Don't look now, but the Wild's en fuego as Dan Patrick would say.
Wild's won five in a row for the first time since the start of the 2007-08 season. The Wild's got points in seven straight (6-0-1) since opening last season 6-0-1. The Wild's got points in 13 of 16 games (10-3-3).
If Phoenix holds on to win (ahead 3-0 after 2), the Wild will be five points behind eighth-place Dallas -- quite the achievment considering this team opened the season 3-9.
Wild got goals from Andrew Ebbett (shocker, right?), James Sheppard (definite shocker), Andrew Brunette, Antti Miettinen and Eric Belanger and Josh Harding made 26 saves for wins in consecutive starts for the first time since Jan. 2008.

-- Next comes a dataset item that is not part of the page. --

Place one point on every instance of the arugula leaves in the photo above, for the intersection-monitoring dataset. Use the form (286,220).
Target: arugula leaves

The Wild gave up the first goal for the eighth time in nine games (6-1-2), but it could have been a lot worse. The Wild opened the game by taking four straight minors, and gave up the lone Martin Erat goal. The minors ended at 17:40 of the first. The Wild was down 1-0. It left the period astonishly ahead 2-1.
Martin Havlat, who skated better than he's skated since maybe that third period Oct. 6 against Anaheim, hustled his way into a 2-on-1 after, believe it or not, a smooth little touch pass for a breakout by Derek Boogaard. Ebbett knocked Havlat's pass out of the air for the tying goal. Then Sheppard nipped Nick Schultz's point shot for just your everyday Sheppard-from-Schultz goal. It was Sheppard's first goal since March 28.
He was only playing because ill Cal Clutterbuck couldn't play. Sheppard worked hard all night and camped out in front of the net. It was good to see, and coach Todd Richards praised him afterward.
The momentum carried into the second, and the Wild got goals from Brunette and Miettinen. On Brunette's power-play goal, the seventh of his season, it came after Havlat's hustle drew a penalty. He then made a great play at the power-play point to save the zone, then quickly fired on net. Brunette deflected it, then popped his own rebound by Dan Ellis.